The "control mechanism" used by Rdb and DBMS to
prevent this "free-for-all" is to have the Rdb or DBMS monitor
request the "freeze lock." All other database processes
are notified of the monitor's need for the "freeze lock"
and they stop all database activity until the "freeze
lock" is released by the monitor process. The monitor process
creates a Database Recovery process (DBR) and holds the freeze lock
until the recovery processes completely recovers (rolls back) the
uncommitted transaction of the failed process. The freeze lock
is held until the recovery process complete.

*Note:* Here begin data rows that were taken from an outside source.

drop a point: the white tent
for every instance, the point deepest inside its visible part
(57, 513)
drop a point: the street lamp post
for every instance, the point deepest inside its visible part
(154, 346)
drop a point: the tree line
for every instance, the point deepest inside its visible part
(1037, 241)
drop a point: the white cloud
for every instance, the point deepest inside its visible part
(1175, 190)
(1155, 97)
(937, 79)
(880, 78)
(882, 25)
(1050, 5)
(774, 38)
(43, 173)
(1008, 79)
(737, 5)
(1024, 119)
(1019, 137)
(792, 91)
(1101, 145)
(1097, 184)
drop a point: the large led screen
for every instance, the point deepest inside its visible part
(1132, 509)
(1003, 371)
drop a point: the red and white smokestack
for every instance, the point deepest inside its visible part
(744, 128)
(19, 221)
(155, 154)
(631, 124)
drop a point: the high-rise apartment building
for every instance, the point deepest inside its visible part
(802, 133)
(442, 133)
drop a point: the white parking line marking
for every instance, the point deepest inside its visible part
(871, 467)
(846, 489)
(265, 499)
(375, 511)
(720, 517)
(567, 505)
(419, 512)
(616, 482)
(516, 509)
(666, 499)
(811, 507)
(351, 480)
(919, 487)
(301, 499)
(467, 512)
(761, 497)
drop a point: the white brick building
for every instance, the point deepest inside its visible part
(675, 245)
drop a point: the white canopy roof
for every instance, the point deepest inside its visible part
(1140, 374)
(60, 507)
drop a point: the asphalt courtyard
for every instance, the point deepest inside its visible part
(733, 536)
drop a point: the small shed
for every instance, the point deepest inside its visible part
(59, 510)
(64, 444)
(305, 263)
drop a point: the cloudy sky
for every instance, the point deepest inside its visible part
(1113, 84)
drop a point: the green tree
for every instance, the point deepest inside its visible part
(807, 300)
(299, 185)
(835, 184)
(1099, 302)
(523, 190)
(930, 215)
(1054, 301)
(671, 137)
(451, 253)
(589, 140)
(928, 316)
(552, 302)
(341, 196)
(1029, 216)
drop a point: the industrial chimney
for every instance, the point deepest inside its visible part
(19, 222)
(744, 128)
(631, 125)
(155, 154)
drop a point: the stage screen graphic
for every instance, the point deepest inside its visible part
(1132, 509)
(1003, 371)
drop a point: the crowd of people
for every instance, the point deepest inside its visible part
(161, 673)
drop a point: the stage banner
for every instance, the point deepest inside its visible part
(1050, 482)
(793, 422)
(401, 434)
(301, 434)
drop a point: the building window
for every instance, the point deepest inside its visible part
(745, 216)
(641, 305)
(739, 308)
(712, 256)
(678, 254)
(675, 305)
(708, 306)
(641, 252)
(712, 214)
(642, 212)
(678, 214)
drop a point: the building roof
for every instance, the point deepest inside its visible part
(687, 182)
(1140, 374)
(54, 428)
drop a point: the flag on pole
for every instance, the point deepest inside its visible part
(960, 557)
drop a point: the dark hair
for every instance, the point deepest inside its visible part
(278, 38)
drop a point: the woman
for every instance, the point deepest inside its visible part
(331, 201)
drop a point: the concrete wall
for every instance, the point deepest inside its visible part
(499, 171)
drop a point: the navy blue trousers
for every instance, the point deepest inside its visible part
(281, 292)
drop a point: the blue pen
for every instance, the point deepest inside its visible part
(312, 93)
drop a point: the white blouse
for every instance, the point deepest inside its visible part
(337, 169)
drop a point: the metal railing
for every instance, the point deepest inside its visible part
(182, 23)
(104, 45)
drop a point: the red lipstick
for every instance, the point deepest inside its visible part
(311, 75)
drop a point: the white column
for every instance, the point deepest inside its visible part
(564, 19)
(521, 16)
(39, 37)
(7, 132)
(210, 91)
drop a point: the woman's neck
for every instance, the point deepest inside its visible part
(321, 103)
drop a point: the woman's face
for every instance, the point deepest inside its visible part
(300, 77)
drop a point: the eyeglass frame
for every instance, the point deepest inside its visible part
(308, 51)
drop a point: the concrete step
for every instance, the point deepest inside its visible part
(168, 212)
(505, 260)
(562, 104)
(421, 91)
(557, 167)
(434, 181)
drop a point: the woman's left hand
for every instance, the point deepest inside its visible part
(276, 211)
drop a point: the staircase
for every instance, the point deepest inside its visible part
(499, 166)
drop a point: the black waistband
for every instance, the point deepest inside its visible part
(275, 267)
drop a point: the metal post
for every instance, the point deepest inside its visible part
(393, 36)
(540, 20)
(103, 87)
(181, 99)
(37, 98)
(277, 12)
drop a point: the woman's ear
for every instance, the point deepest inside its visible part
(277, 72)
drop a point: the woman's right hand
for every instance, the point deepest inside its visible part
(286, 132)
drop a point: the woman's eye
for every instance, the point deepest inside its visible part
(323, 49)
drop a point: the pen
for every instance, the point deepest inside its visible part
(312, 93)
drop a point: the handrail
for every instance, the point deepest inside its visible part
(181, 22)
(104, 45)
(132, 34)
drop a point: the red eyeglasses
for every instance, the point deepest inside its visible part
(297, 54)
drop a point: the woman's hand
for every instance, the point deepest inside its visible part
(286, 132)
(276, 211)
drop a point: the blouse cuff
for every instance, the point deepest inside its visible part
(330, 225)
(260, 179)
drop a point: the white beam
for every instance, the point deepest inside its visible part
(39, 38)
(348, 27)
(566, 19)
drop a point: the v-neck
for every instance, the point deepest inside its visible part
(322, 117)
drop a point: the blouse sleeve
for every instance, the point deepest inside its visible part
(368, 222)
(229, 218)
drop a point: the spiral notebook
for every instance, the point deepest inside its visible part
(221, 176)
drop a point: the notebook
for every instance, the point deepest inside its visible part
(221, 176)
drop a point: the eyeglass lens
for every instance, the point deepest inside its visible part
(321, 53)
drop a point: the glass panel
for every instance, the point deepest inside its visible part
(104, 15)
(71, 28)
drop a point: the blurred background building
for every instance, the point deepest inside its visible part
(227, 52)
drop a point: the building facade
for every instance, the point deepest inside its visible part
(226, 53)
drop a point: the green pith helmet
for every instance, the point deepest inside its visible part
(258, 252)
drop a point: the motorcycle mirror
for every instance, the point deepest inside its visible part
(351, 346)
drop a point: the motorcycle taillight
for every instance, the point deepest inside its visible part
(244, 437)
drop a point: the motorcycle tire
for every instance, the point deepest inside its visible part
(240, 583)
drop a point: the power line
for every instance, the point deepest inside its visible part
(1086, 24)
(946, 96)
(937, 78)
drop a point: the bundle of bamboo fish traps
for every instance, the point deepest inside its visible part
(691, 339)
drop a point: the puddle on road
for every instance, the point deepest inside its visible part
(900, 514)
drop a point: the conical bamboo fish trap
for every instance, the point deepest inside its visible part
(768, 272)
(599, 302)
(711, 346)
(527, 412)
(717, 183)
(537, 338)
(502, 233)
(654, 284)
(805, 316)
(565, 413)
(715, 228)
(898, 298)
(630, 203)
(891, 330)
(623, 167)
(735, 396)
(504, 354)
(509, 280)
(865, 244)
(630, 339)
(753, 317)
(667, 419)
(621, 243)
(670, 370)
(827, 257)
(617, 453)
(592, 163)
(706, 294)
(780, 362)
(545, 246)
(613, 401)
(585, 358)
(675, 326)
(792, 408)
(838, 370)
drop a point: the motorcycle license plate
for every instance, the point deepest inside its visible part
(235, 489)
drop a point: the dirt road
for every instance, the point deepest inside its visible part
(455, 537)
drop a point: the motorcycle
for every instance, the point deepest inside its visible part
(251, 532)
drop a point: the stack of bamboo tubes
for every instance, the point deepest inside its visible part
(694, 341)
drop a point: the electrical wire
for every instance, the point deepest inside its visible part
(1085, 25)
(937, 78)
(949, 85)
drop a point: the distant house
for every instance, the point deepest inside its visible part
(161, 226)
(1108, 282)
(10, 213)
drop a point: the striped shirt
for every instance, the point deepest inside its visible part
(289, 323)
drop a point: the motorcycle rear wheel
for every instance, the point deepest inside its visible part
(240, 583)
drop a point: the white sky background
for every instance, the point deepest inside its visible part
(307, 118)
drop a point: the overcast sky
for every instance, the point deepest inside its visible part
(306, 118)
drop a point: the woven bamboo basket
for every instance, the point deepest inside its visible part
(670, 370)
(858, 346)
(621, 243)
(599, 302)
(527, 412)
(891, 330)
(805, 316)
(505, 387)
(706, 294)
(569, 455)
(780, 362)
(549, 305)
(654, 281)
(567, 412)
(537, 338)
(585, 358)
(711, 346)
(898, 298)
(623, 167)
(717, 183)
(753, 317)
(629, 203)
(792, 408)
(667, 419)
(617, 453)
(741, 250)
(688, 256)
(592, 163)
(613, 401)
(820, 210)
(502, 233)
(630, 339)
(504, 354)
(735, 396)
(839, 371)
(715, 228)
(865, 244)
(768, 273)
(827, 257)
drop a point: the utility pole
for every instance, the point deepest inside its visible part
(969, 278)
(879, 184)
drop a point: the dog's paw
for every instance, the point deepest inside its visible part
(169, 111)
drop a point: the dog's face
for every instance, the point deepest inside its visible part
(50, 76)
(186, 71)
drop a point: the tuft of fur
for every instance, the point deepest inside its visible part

In your environment, some processes have access to
a large number of database buffers. The number of buffers that a
process uses is determined by the NUMBER OF BUFFERS ARE
<number> in the SQL ALTER DATABASE command (for Rdb) or the DBO/CREATE (/MODIFY) qualifer
"/BUFFERS" (for DBMS); or the value of the logical name,
RDM$BIND_BUFFERS and DBM$BIND_BUFFERS and (if defined). When this process failed, the
database recovery process used only 20 buffers (the default)
available. The default number of buffers used by the DBR process was
insufficient to manage the large number of updates made by the
failed process – and thus caused excessive I/O during recovery.
To solve this problem, we modified your database
to significantly increase the number of buffers available to the
recovery process. This was done using the SQL statement "Alter
DATABASE...NUMBER OF BUFFERS IS n. In general, the DBR process should have more buffers
than the user that is recovering for.
In
addition, the use of FAST COMMIT will also cause longer recovery
times. With FAST COMMIT enabled, Rdb and DBMS can defer writing
committed data to the storage area files by "committing"
them only to the AIJ file. However, in the event of a process or
system failure, the recovery process must perform a "REDO"
of the committed transactions – resulting in longer freeze times.